The findings should prompt a rethink of the policy of ceasing treatment when MS-related disability becomes more advanced.
“Our main findings were that moderately advanced multiple sclerosis is indeed independent of previous disease, but still extremely variable. Higher relapse rates later in disease increased the risk of disability worsening. More promisingly, more time spent on therapy later in disease lowered the risk of disability progression to EDSS [Expanded Disability Status Scale] 6 or 6.5,” Nathaniel Lizak said in an interview at the meeting held by the Americas Committee for Treatment and Research in Multiple Sclerosis.
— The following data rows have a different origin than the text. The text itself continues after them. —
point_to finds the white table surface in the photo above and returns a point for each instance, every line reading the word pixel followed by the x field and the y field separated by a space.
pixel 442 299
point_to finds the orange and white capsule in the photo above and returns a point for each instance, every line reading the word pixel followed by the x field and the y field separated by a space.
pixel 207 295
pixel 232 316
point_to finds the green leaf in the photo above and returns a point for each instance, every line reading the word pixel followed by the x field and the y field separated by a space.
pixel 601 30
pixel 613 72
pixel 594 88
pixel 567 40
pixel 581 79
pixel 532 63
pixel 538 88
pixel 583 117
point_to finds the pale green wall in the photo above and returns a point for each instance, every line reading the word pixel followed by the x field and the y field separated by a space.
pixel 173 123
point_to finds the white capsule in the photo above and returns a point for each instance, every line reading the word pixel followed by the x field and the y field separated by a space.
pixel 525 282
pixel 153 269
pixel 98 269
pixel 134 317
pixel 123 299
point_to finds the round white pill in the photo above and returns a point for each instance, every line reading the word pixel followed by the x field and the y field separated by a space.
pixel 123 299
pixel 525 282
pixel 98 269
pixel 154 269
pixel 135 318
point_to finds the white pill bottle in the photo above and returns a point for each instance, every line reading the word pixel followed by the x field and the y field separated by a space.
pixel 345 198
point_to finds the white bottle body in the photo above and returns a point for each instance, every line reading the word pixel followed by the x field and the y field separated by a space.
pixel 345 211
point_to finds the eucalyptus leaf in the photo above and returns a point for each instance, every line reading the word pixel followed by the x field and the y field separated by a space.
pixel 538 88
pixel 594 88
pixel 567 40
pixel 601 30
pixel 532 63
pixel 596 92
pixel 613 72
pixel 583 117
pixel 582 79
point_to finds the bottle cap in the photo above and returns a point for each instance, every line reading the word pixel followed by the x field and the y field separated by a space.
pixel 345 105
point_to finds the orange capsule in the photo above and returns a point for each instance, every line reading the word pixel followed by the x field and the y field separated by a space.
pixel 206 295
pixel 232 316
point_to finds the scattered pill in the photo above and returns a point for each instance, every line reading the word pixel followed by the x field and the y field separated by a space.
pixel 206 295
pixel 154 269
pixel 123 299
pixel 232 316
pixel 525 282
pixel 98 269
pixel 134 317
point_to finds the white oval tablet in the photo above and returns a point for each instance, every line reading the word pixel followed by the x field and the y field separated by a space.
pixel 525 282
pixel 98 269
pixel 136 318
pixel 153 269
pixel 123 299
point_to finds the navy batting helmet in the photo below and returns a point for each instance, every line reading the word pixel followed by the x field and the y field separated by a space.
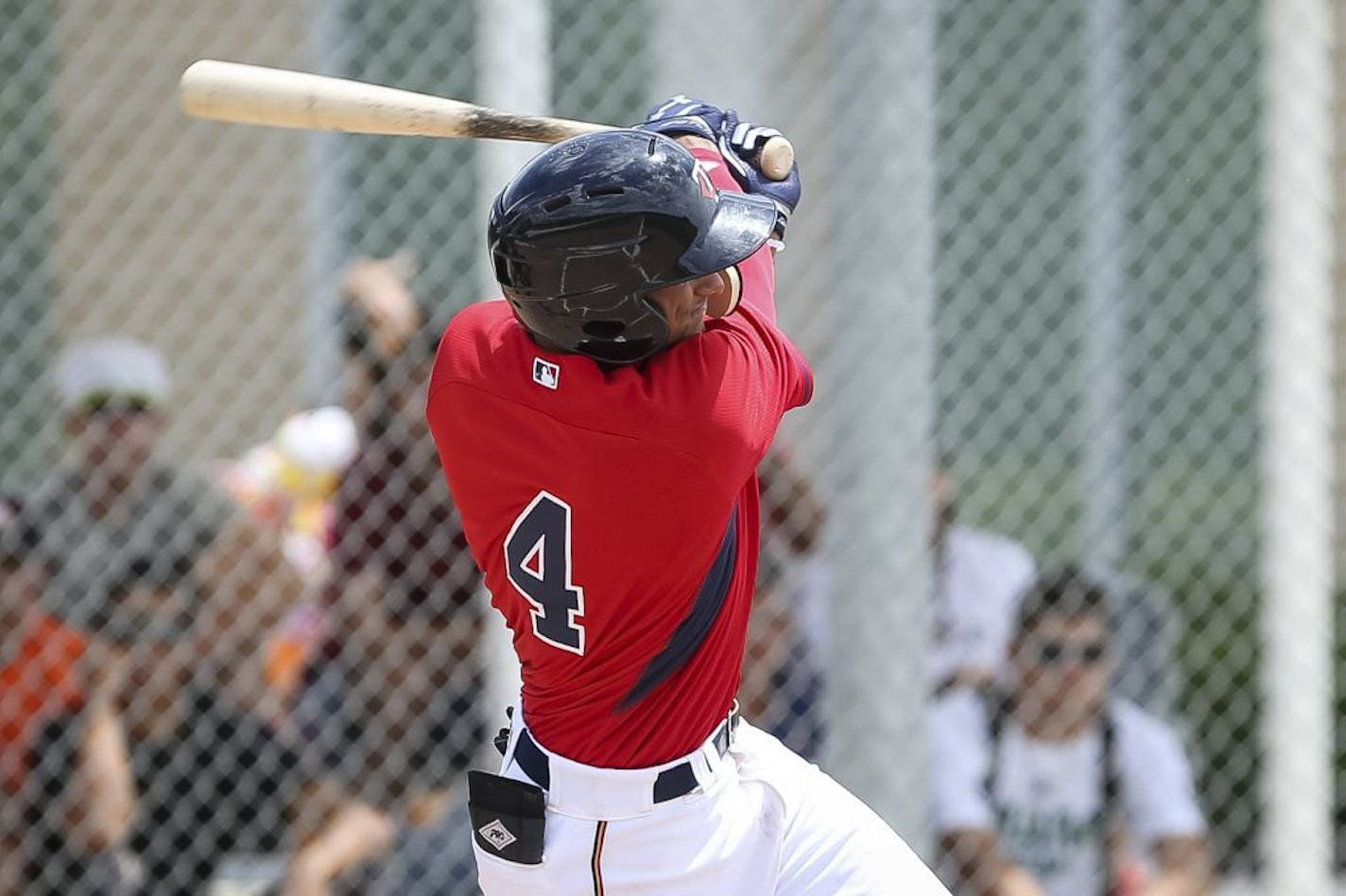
pixel 590 226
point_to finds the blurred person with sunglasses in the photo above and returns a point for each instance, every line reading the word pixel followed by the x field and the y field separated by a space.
pixel 1053 785
pixel 113 498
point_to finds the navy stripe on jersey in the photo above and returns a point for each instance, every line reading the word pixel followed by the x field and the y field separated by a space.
pixel 692 631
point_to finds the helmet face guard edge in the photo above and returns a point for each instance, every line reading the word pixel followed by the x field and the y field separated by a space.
pixel 594 223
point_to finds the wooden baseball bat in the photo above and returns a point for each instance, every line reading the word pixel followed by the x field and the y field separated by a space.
pixel 285 98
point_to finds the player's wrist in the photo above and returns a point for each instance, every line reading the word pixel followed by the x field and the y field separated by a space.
pixel 694 142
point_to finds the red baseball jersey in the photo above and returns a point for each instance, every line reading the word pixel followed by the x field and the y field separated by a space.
pixel 614 513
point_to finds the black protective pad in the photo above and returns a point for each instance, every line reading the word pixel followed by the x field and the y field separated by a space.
pixel 509 817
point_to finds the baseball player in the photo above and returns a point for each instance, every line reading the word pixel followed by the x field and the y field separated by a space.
pixel 599 431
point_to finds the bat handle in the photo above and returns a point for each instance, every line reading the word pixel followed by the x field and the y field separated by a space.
pixel 777 158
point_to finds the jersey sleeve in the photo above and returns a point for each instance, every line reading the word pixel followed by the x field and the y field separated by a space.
pixel 1161 798
pixel 960 759
pixel 740 375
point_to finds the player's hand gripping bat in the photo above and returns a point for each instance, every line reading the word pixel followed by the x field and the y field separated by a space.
pixel 283 98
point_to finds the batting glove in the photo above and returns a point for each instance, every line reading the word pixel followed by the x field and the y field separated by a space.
pixel 739 143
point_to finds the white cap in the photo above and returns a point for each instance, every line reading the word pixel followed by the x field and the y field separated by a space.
pixel 112 365
pixel 320 440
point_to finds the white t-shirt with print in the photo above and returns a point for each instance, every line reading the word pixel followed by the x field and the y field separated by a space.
pixel 977 584
pixel 1049 794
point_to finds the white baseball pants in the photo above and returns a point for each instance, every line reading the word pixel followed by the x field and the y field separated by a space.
pixel 762 822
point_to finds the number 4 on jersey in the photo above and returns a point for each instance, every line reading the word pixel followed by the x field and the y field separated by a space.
pixel 537 561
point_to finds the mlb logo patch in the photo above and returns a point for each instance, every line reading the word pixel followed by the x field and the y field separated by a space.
pixel 497 835
pixel 545 372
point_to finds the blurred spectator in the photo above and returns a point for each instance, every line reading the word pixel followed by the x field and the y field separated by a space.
pixel 1056 787
pixel 38 677
pixel 790 629
pixel 288 485
pixel 393 702
pixel 793 520
pixel 113 501
pixel 162 774
pixel 783 683
pixel 288 482
pixel 978 578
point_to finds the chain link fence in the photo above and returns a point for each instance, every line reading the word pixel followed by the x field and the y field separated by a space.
pixel 1041 267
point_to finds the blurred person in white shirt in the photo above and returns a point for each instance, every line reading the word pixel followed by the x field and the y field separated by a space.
pixel 978 578
pixel 1056 787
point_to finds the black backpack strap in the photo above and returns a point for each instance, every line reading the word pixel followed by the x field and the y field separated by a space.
pixel 1112 822
pixel 997 708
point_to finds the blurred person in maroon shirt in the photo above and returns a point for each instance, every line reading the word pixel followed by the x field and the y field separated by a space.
pixel 392 699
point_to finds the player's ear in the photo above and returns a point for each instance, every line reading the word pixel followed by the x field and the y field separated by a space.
pixel 721 291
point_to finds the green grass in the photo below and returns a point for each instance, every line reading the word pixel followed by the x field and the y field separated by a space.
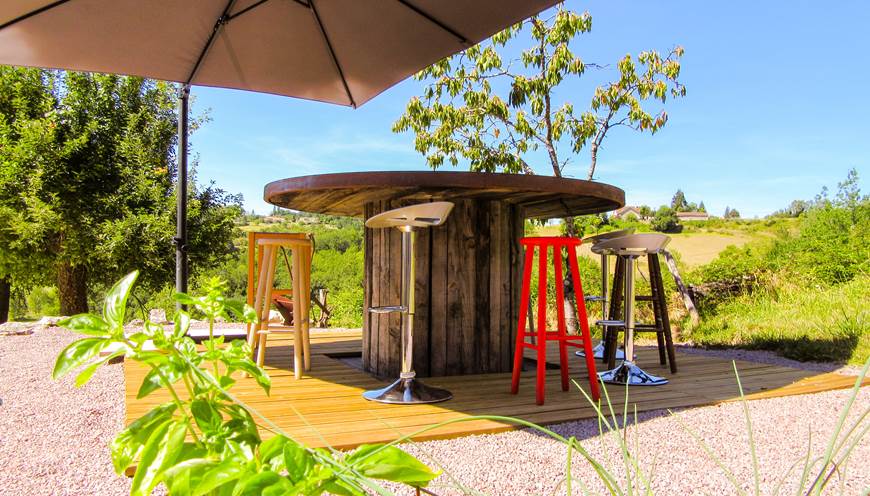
pixel 796 320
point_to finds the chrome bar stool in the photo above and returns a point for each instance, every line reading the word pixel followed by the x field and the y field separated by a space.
pixel 407 390
pixel 598 350
pixel 628 249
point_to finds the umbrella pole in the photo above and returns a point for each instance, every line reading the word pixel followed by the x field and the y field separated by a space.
pixel 180 239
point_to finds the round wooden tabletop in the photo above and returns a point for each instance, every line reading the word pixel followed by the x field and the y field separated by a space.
pixel 346 194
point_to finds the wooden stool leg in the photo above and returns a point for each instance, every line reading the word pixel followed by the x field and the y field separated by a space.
pixel 540 383
pixel 616 302
pixel 306 307
pixel 666 320
pixel 270 257
pixel 298 364
pixel 262 276
pixel 657 290
pixel 584 323
pixel 519 348
pixel 560 316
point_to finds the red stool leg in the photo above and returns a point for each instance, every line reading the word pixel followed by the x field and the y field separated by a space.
pixel 542 324
pixel 584 324
pixel 521 325
pixel 560 316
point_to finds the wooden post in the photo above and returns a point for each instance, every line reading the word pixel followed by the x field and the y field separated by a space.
pixel 681 287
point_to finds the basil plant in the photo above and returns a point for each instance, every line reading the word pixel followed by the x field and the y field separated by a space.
pixel 204 441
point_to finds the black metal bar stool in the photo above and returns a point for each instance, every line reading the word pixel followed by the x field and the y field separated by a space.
pixel 406 390
pixel 623 297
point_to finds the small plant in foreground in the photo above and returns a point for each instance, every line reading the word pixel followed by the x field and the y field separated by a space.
pixel 205 441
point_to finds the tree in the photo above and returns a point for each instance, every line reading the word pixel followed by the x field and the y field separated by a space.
pixel 87 182
pixel 493 113
pixel 678 202
pixel 645 212
pixel 665 220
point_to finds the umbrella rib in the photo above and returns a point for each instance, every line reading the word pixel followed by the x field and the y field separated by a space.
pixel 462 39
pixel 217 26
pixel 331 52
pixel 246 10
pixel 33 13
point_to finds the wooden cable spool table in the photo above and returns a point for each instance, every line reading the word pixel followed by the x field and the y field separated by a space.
pixel 468 270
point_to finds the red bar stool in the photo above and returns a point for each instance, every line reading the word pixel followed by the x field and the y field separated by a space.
pixel 583 341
The study sought to identify factors that modified progression in early and moderately advanced MS. Three prior cohort studies had not shed light on the variability in disease trajectory during moderately advanced MS.
“We wanted to examine how much variability there was later in disease, what determined this variability, and to confirm whether later disease was really independent of previous disease, as was suggested in previous studies,” said Mr. Lizak of Monash University, Clayton, Australia, and the University of Melbourne. The influences of relapse rate and proportion of time treated prior to and during each disability time period, age, and disease duration at baseline on the progression to moderate MS disability (EDSS 6 or 6.5) were assessed. The hypothesis was that, even at a later stage of MS, disease progression varies from patient to patient, and that some patients can benefit from immunomodulatory therapy.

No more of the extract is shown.